You walk in, and it smells just like Lee-Lee Market. There is outdated furniture and decor. There is a constant Din of Vietnamese being spoken in the back and front of house. The menu is covered in things that you cannot pronounce and quite frankly have no idea what they are. There is something called "Squid Sauce" on the table. This place has got to kick some serious ass right? NO! No. It does not have to.
Enough already. Just Stop it. Just because some place has a weird vibe and seams out of this world does not mean that it is amazing or even good. It means that you should give it a fair shake just like everything else. When you look past the glamor of being unglamorous you soon realize that this place is mediocre at best.
I had the Chicken in Lemon Grass sauce and you know what? It was edible. And I ate it. I also had the Thai Iced tea and I drank it as well. But that was it. Nothing more and nothing less.
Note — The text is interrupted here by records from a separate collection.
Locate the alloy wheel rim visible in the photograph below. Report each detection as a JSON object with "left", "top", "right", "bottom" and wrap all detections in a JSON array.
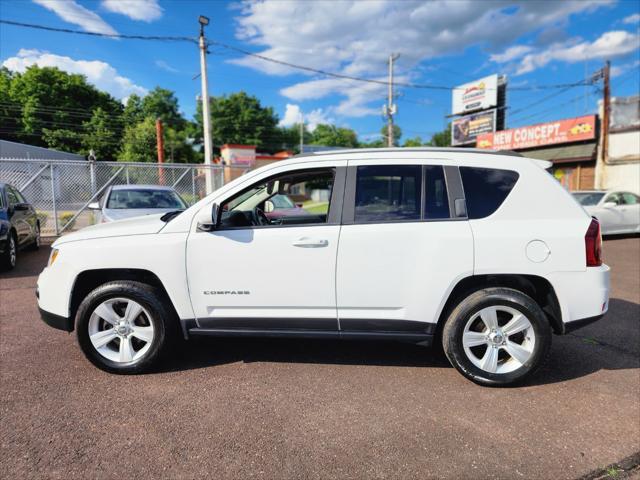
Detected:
[
  {"left": 462, "top": 305, "right": 535, "bottom": 374},
  {"left": 88, "top": 297, "right": 155, "bottom": 364}
]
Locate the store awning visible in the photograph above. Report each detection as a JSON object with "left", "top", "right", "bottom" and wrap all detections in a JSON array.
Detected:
[{"left": 520, "top": 142, "right": 596, "bottom": 164}]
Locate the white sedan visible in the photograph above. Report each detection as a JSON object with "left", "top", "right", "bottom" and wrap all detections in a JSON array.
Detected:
[
  {"left": 89, "top": 185, "right": 187, "bottom": 223},
  {"left": 573, "top": 190, "right": 640, "bottom": 235}
]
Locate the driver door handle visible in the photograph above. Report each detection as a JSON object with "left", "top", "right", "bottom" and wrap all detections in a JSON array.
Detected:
[{"left": 292, "top": 237, "right": 329, "bottom": 248}]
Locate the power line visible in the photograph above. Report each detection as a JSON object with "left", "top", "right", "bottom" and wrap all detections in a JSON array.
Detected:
[
  {"left": 1, "top": 19, "right": 595, "bottom": 92},
  {"left": 0, "top": 19, "right": 197, "bottom": 43}
]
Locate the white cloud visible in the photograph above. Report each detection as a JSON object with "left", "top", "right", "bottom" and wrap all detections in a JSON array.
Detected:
[
  {"left": 101, "top": 0, "right": 163, "bottom": 22},
  {"left": 32, "top": 0, "right": 117, "bottom": 35},
  {"left": 155, "top": 60, "right": 178, "bottom": 73},
  {"left": 516, "top": 30, "right": 640, "bottom": 74},
  {"left": 2, "top": 49, "right": 147, "bottom": 100},
  {"left": 279, "top": 104, "right": 333, "bottom": 131},
  {"left": 490, "top": 45, "right": 534, "bottom": 63},
  {"left": 611, "top": 59, "right": 640, "bottom": 77},
  {"left": 623, "top": 13, "right": 640, "bottom": 25},
  {"left": 231, "top": 0, "right": 614, "bottom": 118}
]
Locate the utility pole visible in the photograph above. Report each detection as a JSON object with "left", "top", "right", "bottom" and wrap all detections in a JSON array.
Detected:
[
  {"left": 384, "top": 53, "right": 400, "bottom": 147},
  {"left": 299, "top": 113, "right": 304, "bottom": 154},
  {"left": 198, "top": 15, "right": 214, "bottom": 194},
  {"left": 602, "top": 60, "right": 611, "bottom": 164},
  {"left": 156, "top": 118, "right": 165, "bottom": 185},
  {"left": 593, "top": 60, "right": 611, "bottom": 189}
]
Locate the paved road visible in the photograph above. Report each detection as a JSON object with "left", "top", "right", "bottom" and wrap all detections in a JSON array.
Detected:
[{"left": 1, "top": 237, "right": 639, "bottom": 479}]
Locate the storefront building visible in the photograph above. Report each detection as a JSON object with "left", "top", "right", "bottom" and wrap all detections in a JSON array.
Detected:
[{"left": 476, "top": 115, "right": 598, "bottom": 190}]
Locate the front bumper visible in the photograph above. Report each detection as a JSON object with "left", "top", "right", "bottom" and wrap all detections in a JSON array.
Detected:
[{"left": 38, "top": 305, "right": 73, "bottom": 332}]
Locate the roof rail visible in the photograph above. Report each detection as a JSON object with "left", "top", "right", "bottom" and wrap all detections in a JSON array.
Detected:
[{"left": 294, "top": 147, "right": 523, "bottom": 158}]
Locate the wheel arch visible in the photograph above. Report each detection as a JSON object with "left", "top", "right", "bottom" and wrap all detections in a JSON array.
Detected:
[
  {"left": 436, "top": 274, "right": 564, "bottom": 336},
  {"left": 69, "top": 268, "right": 181, "bottom": 333}
]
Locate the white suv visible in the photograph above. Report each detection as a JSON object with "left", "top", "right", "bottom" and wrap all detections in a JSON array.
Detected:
[{"left": 37, "top": 148, "right": 610, "bottom": 386}]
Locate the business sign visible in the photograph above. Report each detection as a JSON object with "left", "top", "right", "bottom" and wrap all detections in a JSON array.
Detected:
[
  {"left": 452, "top": 74, "right": 498, "bottom": 115},
  {"left": 451, "top": 109, "right": 497, "bottom": 146},
  {"left": 476, "top": 115, "right": 596, "bottom": 150}
]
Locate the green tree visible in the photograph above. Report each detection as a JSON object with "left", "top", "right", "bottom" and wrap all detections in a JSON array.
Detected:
[
  {"left": 141, "top": 87, "right": 184, "bottom": 129},
  {"left": 0, "top": 68, "right": 21, "bottom": 143},
  {"left": 194, "top": 92, "right": 282, "bottom": 153},
  {"left": 6, "top": 65, "right": 122, "bottom": 150},
  {"left": 278, "top": 123, "right": 313, "bottom": 153},
  {"left": 403, "top": 136, "right": 424, "bottom": 147},
  {"left": 119, "top": 117, "right": 157, "bottom": 162},
  {"left": 311, "top": 124, "right": 359, "bottom": 148},
  {"left": 81, "top": 107, "right": 118, "bottom": 160},
  {"left": 123, "top": 94, "right": 144, "bottom": 126},
  {"left": 426, "top": 123, "right": 452, "bottom": 147}
]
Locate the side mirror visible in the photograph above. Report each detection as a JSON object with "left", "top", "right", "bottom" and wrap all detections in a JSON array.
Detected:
[
  {"left": 197, "top": 203, "right": 220, "bottom": 232},
  {"left": 88, "top": 202, "right": 100, "bottom": 210},
  {"left": 602, "top": 201, "right": 617, "bottom": 208},
  {"left": 14, "top": 203, "right": 29, "bottom": 211}
]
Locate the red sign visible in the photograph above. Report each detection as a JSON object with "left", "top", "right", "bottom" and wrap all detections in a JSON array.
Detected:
[{"left": 476, "top": 115, "right": 596, "bottom": 150}]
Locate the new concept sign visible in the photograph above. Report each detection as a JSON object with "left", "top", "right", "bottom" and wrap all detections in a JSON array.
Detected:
[
  {"left": 452, "top": 74, "right": 498, "bottom": 115},
  {"left": 476, "top": 115, "right": 597, "bottom": 150},
  {"left": 451, "top": 109, "right": 497, "bottom": 146}
]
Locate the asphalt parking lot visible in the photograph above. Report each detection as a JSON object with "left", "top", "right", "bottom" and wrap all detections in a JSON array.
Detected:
[{"left": 1, "top": 237, "right": 639, "bottom": 479}]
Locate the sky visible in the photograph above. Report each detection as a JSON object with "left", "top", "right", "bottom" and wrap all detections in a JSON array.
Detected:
[{"left": 1, "top": 0, "right": 639, "bottom": 143}]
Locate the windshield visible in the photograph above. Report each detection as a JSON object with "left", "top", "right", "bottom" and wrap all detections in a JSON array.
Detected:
[
  {"left": 573, "top": 192, "right": 605, "bottom": 206},
  {"left": 106, "top": 189, "right": 186, "bottom": 209}
]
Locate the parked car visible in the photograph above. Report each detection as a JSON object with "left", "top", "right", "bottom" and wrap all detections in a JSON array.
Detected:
[
  {"left": 37, "top": 148, "right": 610, "bottom": 386},
  {"left": 0, "top": 182, "right": 40, "bottom": 270},
  {"left": 573, "top": 190, "right": 640, "bottom": 235},
  {"left": 90, "top": 185, "right": 187, "bottom": 223}
]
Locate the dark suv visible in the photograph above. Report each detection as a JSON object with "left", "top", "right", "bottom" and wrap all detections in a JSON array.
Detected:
[{"left": 0, "top": 183, "right": 40, "bottom": 270}]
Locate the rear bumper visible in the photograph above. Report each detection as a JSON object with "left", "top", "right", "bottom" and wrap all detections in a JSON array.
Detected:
[
  {"left": 548, "top": 265, "right": 610, "bottom": 331},
  {"left": 562, "top": 313, "right": 605, "bottom": 334},
  {"left": 38, "top": 305, "right": 73, "bottom": 332}
]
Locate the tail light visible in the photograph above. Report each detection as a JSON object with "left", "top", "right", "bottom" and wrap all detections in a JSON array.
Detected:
[{"left": 585, "top": 217, "right": 602, "bottom": 267}]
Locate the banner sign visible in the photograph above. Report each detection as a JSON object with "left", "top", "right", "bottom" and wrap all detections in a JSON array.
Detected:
[
  {"left": 451, "top": 109, "right": 497, "bottom": 146},
  {"left": 476, "top": 115, "right": 596, "bottom": 150},
  {"left": 452, "top": 74, "right": 498, "bottom": 115}
]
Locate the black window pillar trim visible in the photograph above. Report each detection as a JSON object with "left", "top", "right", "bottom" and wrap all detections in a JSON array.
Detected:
[{"left": 443, "top": 165, "right": 467, "bottom": 219}]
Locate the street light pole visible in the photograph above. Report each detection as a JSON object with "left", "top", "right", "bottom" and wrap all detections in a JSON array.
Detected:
[{"left": 199, "top": 15, "right": 214, "bottom": 194}]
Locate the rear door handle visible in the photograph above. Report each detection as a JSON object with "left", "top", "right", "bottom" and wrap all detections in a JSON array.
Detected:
[{"left": 292, "top": 237, "right": 329, "bottom": 248}]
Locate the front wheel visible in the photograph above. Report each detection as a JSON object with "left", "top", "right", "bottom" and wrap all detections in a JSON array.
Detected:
[
  {"left": 442, "top": 288, "right": 551, "bottom": 387},
  {"left": 75, "top": 281, "right": 176, "bottom": 374},
  {"left": 1, "top": 232, "right": 17, "bottom": 270}
]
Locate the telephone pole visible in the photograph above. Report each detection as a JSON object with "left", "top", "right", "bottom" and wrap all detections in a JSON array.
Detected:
[
  {"left": 602, "top": 60, "right": 611, "bottom": 164},
  {"left": 198, "top": 15, "right": 214, "bottom": 193},
  {"left": 385, "top": 53, "right": 400, "bottom": 147}
]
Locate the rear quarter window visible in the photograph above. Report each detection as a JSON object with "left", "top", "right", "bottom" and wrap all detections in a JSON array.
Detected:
[{"left": 460, "top": 167, "right": 519, "bottom": 219}]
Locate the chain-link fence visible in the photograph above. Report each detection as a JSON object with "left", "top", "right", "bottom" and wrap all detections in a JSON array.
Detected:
[{"left": 0, "top": 159, "right": 249, "bottom": 236}]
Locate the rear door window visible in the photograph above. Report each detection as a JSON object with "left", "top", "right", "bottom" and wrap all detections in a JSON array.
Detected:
[
  {"left": 460, "top": 167, "right": 519, "bottom": 219},
  {"left": 355, "top": 165, "right": 421, "bottom": 222},
  {"left": 424, "top": 165, "right": 449, "bottom": 219}
]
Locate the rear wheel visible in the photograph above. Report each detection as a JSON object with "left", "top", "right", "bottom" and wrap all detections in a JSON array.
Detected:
[
  {"left": 442, "top": 288, "right": 551, "bottom": 387},
  {"left": 76, "top": 281, "right": 176, "bottom": 374},
  {"left": 1, "top": 232, "right": 17, "bottom": 271}
]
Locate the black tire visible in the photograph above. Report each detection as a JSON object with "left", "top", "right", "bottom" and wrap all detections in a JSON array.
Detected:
[
  {"left": 442, "top": 287, "right": 551, "bottom": 387},
  {"left": 0, "top": 231, "right": 17, "bottom": 271},
  {"left": 27, "top": 223, "right": 40, "bottom": 251},
  {"left": 75, "top": 281, "right": 177, "bottom": 374}
]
I know when something tastes good and I refuse to chalk this one up to being an unsophisticated dolt (In reality, I am am exactly that, but my tongue and tummy do not know me very well. So let's keep this between us).
I have done it a thousand times before. "Well, this place is really foreign and weird, so let's go there and be hip!" Well today I draw a line in the sand and make a stand.
Here is the beginning of my food manifesto!
1.Good food is universal. If something does not taste good, it does not taste good.
And...Hmm...Well... That got off to a good start and then lost steam after my first demand. Well, Ted Kaczynski I am not.